Unless there is a clear congressional intent to provide a civil remedy, a plaintiff cannot recover civil damages for an alleged violation of a criminal statute. Federal Sav. & Loan Ins. Corp. v. Reeves, 816 F.2d 130, 137-38 (4th Cir.1987) (no civil cause of action where no affirmative indication that Congress intended to furnish a civil remedy);
No private right of action exists under 18 U.S.C. § 1957. Schwartz v. F.S. & O. Assoc., No. CIV.A. 90-1606, 1991 WL 208056 (S.D.N.Y. Sept. 27, 1991). No private right of action exists under 15 U.S.C. § 77q. Kimmel v. Peterson, 565 F.Supp. 476 (E.D.Pa.1983); Sowell v. Butcher & Singer, Inc., No. CIV.A. 84-0714, 1987 WL 10712 (E.D.Pa. May 13, 1987). The Circuits which have addressed the issue generally agree with this conclusion. Ohio v. Peterson, Lowry, Rall, Barber & Ross, 651 F.2d 687, 689, n.1 (10th Cir.), cert. denied, 454 U.S. 895, 102 S.Ct. 392, 70 L.Ed.2d 209 (1981). No private right of action exists under 18 U.S.C. § 1341. Ryan v. Ohio Edison Co., 611 F.2d 1170 (6th Cir.1979); Krupnick v. Union Nat’l Bank, 470 F.Supp. 1037, 1038 (W.D.Pa.1979). Similarly, 18 U.S.C. § 1951 is a bare criminal statute which contains no indication that a civil remedy is available. Creech v. Federal Land Bank of Wichita, 647 F.Supp. at 1099. No civil action has been held to exist under either 18 U.S.C. § 1952 or 18 U.S.C. § 1956. Schwartz v. F.S. & O. Assoc., No. CIV.A. 90-1606, 1991 WL 208056 (S.D.N.Y. Sept. 27, 1991); Merrell Dow Pharmaceuticals, Inc. v. Thompson, 478 U.S. 804, 106 S.Ct. 3229, 92 L.Ed.2d 650 (1986). For the foregoing reasons, counts 16, 17, 18, 19, 20, and 21 are dismissed.
Count 15
Count 15 asserts a pendent state law claim for negligence against Supreme Auto Body Works. In the absence of a viable federal claim against a defendant, a court may decline to accept pendent jurisdiction over state claims against the defendant. Agresta v. City of Philadelphia, 694 F.Supp. 117, 124 (E.D.Pa.1988); Lopuszanski v. Fabey, 560 F.Supp. 3, 5 (E.D.Pa.1982). Because all federal claims asserted against the Auto Body Defendants have been dismissed from the action, the Court declines to exercise pendent jurisdiction and accordingly DISMISSES Count 15.
Conclusion
For all of the foregoing reasons, the section of the Complaint entitled “Legal Argument” is stricken from the Complaint. Counts 1-21 are DISMISSED as to all of the Auto Body Defendants. Additionally, all counts are dismissed against John Doe, an unnamed tow truck driver who has never been identified nor served with process. An appropriate Order follows.
ORDER
Upon consideration of the motion of the Auto Body Defendants, the Plaintiffs’ affidavit in response thereto and for the reasons stated in the accompanying Memorandum, the portion of Plaintiffs’ Complaint entitled “Legal Argument” is stricken. The Complaint is DISMISSED in its entirety as to Supreme Auto Body Works, Joseph Reiley and John Doe, a tow truck driver, who were named in the original Complaint and Michael Fonzone who was added to this action by amendment.
IT IS SO ORDERED
. The "Auto Body Defendants” incorrectly identify the basis for the motion for a more definite statement as Pa.R.Civ.P. 12(a).

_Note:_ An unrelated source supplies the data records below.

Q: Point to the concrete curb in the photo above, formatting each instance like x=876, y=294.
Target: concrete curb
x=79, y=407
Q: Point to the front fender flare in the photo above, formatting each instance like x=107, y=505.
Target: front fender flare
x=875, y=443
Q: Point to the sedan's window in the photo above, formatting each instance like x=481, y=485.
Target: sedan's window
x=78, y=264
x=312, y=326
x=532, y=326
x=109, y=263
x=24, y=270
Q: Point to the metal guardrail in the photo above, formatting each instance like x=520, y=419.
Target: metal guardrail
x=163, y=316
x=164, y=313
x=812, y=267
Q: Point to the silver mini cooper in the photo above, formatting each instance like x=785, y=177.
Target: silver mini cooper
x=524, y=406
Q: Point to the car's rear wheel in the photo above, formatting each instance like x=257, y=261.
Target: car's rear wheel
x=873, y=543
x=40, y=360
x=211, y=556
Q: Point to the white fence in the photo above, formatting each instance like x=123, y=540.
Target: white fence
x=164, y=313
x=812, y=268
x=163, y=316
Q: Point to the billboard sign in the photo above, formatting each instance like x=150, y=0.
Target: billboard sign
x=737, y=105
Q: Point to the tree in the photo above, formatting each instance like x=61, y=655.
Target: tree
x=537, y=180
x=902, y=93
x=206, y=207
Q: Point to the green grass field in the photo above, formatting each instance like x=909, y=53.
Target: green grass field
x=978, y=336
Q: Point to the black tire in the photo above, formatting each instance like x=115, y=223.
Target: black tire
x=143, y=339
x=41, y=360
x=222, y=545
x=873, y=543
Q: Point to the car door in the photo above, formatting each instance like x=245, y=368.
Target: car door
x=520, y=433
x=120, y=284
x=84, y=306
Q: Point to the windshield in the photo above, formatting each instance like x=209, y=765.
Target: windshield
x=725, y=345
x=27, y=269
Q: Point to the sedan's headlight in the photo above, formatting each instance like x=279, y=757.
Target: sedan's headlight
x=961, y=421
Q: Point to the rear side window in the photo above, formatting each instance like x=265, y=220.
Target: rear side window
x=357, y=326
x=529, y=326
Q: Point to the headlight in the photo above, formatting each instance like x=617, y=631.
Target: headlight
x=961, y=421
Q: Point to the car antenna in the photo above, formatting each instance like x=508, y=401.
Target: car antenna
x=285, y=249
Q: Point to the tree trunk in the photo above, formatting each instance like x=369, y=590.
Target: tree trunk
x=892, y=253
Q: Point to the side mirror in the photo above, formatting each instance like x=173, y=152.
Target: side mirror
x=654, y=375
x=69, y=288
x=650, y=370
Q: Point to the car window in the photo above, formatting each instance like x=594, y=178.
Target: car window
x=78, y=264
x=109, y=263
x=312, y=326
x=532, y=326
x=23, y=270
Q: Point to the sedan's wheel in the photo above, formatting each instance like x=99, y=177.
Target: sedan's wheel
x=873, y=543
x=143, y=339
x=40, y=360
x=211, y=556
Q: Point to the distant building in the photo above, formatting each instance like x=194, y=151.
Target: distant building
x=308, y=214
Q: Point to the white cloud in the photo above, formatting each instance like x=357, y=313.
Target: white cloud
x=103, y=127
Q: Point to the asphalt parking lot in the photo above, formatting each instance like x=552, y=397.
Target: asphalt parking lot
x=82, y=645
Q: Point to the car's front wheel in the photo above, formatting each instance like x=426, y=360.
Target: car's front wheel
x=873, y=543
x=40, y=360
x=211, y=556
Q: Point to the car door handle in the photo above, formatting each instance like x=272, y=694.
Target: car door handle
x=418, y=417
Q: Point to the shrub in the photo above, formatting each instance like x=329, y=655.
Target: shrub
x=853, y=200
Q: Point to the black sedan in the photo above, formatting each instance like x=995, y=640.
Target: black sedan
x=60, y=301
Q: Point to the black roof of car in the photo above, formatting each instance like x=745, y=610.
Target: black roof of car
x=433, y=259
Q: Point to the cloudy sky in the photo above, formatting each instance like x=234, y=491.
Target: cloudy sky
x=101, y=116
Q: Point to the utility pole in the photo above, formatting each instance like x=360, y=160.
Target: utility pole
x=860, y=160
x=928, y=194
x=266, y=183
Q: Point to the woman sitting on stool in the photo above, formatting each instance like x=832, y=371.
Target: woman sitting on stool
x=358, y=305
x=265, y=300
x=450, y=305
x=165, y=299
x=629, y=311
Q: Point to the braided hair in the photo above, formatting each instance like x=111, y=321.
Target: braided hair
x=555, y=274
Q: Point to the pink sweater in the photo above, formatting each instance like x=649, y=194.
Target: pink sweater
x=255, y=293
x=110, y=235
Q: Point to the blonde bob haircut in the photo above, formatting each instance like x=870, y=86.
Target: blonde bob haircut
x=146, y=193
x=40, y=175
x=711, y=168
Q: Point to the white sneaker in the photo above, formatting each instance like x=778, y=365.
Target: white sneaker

. The Court notes that proof of proper service of process has not been made in this action and that the Defendants have probably been incorrectly served. Because the Court does not possess all information necessary to make a fair evaluation of the propriety of service and because the Auto Body Defendants have not questioned the sufficiency of service, the Court will not at this juncture address that issue. The Court simply notes that in addition to the reasons set forth in the Memorandum, this action likely fails for insufficient process.